Farmers, workers’ ‘historic’ rally against Centre from Ramlila Maidan to Parliament Street

To demand end to govt’s ‘anti-worker, anti-people policies’

September 05, 2018 01:40 am | Updated 09:46 am IST - NEW DELHI

The Mazdoor Kisan Sangharsh rally will begin from Ramlila Maidan go up to Parliament Street.

The Mazdoor Kisan Sangharsh rally will begin from Ramlila Maidan go up to Parliament Street.

Young farmer Swaroop Kunnampully and his troupe of friends left Palakkad, Kerala, a week ago, and have biked their way through 2,500 km of southern and central Indian roads to make it to Delhi on Tuesday morning.

Tribal farmer Rajaram Kakdu Bhangre boarded a special chartered train from Nashik, Maharashtra, which reached the Capital late on Monday night. Anganwadi worker Manjula Patel took a three-day train journey from Bagalkot, Karnataka.

On Wednesday morning, they will join farmers, workers and agricultural labourers from across the country for the last few kilometres of their journey, walking from Ramlila Maidan to Parliament Street for a Mazdoor Kisan Sangharsh Rally organised by unions affiliated to the CPI(M). Other unions of white collar workers are also expected to join in.
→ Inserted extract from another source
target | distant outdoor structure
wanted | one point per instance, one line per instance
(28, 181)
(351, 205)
Their main demands are debt waivers for poor farmers and an implementation of the Swaminathan Commission’s recommendations for a more comprehensive minimum support price (MSP) for crops; a minimum wage of at least ₹18,000 per month and an end to anti-worker labour law reform; and universal social security, food security, pensions, health, housing and education benefits for all.

Organisers expect at least two lakh people to participate in the rally, which is being touted as a “historic” coming together of farmers and workers. “Tomorrow [Wednesday]’s agitation is significant because for the first time you have worker and peasant unity in action,” CPI(M) general-secretary Sitaram Yechury said.

Common concerns

“We have common concerns and a common enemy...Together, we are protesting the government’s anti-worker, anti-people and anti-national policies,” All India Kisan Sabha general-secretary Hannan Mollah told reporters at Ramlila Maidan — the campsite for protesters.

The overlap between farmers and workers’ issues can be seen in the lived experience of many of the protesters streaming into the camp. Patel is an anganwadi worker, but belongs to a farming family. “I earn ₹8,000 per month, but we are demanding a minimum wage of ₹18,000 for all,” she says. “I want my children to study, to have the chance of becoming doctors or civil servants. Farming cannot provide sufficient income to give them an education.”

Similarly, Bhangre, an Adivasi farmer, is forced to sell his labour in the city for four months of the year in order to earn any income due to the failure of the Forest Rights Act to give him a land ownership title. “No one in my village has debts, because no one is even willing to give us a loan without land rights,” he says. “Neither is MSP of any use to me; the government does not procure my rice, so I must sell to a middleman or broker at not more than ₹10/kg.” The MSP for paddy this year is ₹17.50 per kg.

He participated in the ‘Kisan Long March’ from Nashik to Mumbai in March, in many ways a precursor to the Delhi rally. “The [Maharashtra] Chief Minister assured us that our demands would be fulfilled within six months but nothing has changed, so we have come to make our demands at the Centre,” he added.

Kunnampully was also inspired by the ‘Long March’, and his motorbike troupe — including farmers, an electrician and an auto driver — chose to ride through nine States to see the plight of farmers in other parts of the country for themselves. “We have realised that Kerala farmers are actually very lucky. We get a lot of subsidies, our rice is bought by the government at a rate of ₹24 per kg. We hope that by bringing together people from all over, the government will be pressured to act on our demands,” he said.